Uma vez que a ré contestou a obrigação de prestar contas, e ao abrigo do disposto no art.º 942.º, nº3 do Código de Processo Civil, os autos prosseguiram com a produção de prova, decidindo-se com data de 22.07.2020 que a Ré está obrigada a prestar contas ao Condomínio Autor, relativamente ao período compreendido entre 01/01/2016 e até 17 de Outubro 2016, no que concerne aos pontos 16, 17, 20. 21. 22. 29. 31. e 32. dos factos provados e, em consequência, se ordenou a sua notificação nos termos e para os efeitos do disposto no artigo 942º n.º 5 do CPC.
Na sequência de tal decisão, a Ré apresentou as contas conforme fls. 136 e seguintes dos autos, de onde resulta um saldo final no valor de 840,24€.
O Autor, veio contestar as contas apresentadas pela Ré, dizendo que a Ré não esclarece qual o destino dado a vários valores enumerados como despesas, despesas essas que o Autor sempre se debateu para ver esclarecidas. Mais alega que a Ré não justifica os levantamentos que fez com o cartão multibanco, sendo certo que há uma transferência de 2000,00€ que não justifica a que se deveu tal pagamento, não indicando os serviços pagos ou a quem o mesmo foi efectuado, nem apresenta recibo de quitação.

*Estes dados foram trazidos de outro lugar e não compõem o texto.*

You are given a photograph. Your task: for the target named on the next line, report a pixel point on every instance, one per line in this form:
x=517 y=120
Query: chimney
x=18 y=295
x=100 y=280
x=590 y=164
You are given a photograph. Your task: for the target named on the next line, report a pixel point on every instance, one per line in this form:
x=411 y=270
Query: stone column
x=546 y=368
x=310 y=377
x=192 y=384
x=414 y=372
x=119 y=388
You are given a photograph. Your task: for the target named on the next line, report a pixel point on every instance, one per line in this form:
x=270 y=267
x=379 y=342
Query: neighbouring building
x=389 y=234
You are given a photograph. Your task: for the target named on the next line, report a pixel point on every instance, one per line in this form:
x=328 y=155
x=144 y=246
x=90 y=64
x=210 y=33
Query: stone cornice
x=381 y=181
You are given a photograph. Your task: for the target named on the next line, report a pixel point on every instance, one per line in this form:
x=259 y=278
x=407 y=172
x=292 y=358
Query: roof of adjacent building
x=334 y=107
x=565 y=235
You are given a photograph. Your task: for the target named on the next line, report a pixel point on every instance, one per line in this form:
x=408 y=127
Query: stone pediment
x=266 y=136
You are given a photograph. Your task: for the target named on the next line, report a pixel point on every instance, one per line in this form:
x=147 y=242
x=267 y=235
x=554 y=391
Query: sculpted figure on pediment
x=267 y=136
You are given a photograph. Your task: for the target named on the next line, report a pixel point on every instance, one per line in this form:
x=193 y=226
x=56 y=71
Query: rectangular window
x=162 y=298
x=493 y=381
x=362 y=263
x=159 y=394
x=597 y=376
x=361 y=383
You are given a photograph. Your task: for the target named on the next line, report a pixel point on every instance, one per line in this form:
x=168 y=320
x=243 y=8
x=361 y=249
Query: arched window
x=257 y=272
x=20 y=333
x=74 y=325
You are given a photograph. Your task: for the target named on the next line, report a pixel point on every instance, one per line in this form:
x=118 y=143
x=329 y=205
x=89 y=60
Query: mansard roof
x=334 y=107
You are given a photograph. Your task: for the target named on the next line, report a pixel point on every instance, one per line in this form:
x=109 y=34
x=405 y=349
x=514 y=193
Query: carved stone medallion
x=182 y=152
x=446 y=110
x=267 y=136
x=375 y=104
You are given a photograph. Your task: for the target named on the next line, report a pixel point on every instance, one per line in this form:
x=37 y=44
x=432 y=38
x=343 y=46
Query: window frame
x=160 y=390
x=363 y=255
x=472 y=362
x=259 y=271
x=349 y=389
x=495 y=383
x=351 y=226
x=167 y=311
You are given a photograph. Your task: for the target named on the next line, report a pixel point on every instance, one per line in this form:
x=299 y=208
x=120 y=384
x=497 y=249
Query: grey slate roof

Termina requerendo que a Ré venha esclarecer a que se reporta a referida despesa, explicando qual o bem ou serviço que foi pago e quem recebeu tal valor.
Foi então proferido despacho saneador, foi fixado o valor da causa, foi identificado o objecto do litígio e os temas da prova.
Realizou-se a audiência de discussão e julgamento no culminar da qual se proferir decisão onde se julgou a presente acção parcialmente procedente e, em consequência, julgaram-se parcialmente boas as contas apresentadas pela Ré, com o saldo de 5.225,61€, valor que se condena a Ré a pagar ao autor Condomínio.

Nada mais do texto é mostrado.